Six major themes were identified: imminence of death and deterioration (impending death, anticipatory fear); overwhelming loss of control (symptom volatility, debilitating exhaustion, demoralisation, isolation); impinging on autonomy and identity (losing independence, refusal to a diminished self, self-advocacy, reluctance to burden others); psychological adaptation (accepting the impossibility of recovery, seeking distractions, maintaining hope, mindfulness, accommodating self-limitations), burden of self-management responsibility (perpetual self-monitoring, ambiguity in self-report, urgency of decision making, optimising management); and valuing security and empowerment (safety in coordinated care, compassionate care, fear of medical abandonment, dependence on social support). Patients transitioning from oncology to palliative care settings were more vulnerable to self-management burden.
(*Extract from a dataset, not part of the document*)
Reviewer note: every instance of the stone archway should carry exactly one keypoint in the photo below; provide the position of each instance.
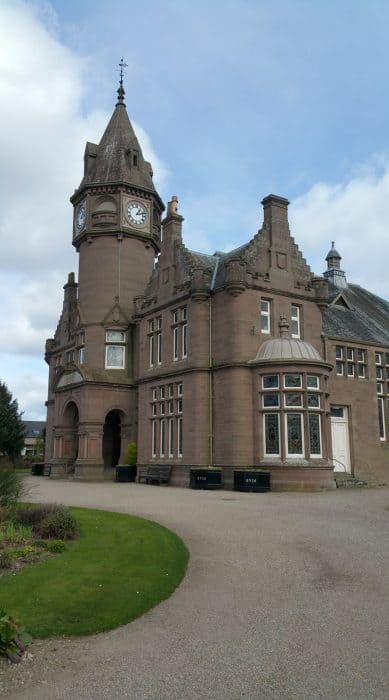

Multiple symptoms have a profound impact on patients' autonomy, function and psychological state. Multiple symptom management and integrated care is needed to empower advanced cancer patients and reduce their struggles with self-management burden, hopelessness, isolation, fear of abandonment and mortality anxieties.
晚期癌症患者通常会同时经历多种症状,这对患者的治疗结果产生不利影响。迄今为止,尚无研究对晚期癌症患者在肿瘤学和姑息治疗环境中对多种症状的认知进行定性探索。了解多种症状的体验可为治疗、评估和减轻症状负担的综合临床路径提供参考。本研究旨在描述晚期癌症患者出现多种症状时的信念、态度和体验。
对58名晚期癌症患者(23名住院患者和35名门诊患者)进行了半结构式访谈。这些患者是从澳大利亚悉尼的两个姑息治疗中心和两个医院肿瘤科有目的地招募的。对访谈记录进行了主题分析。
确定了六个主要主题:死亡和病情恶化的临近(即将死亡、预期恐惧);完全失去控制(症状波动、极度疲惫、士气低落、孤立);侵犯自主性和身份认同(失去独立性、拒绝成为虚弱的自我、自我主张、不愿给他人带来负担);心理调适(接受无法康复的现实、寻求消遣、保持希望、正念、适应自我局限);自我管理责任的负担(持续自我监测、自我报告的模糊性、决策的紧迫性、优化管理);以及重视安全感和赋能(协调护理中的安全感、富有同情心的护理、对医疗遗弃的恐惧、对社会支持的依赖)。从肿瘤治疗过渡到姑息治疗的患者更容易承受自我管理负担。
多种症状对患者的自主性、功能和心理状态有深远影响。需要进行多种症状管理和综合护理,以增强晚期癌症患者的能力,减轻他们在自我管理负担、绝望、孤立、对遗弃的恐惧和死亡焦虑方面的挣扎。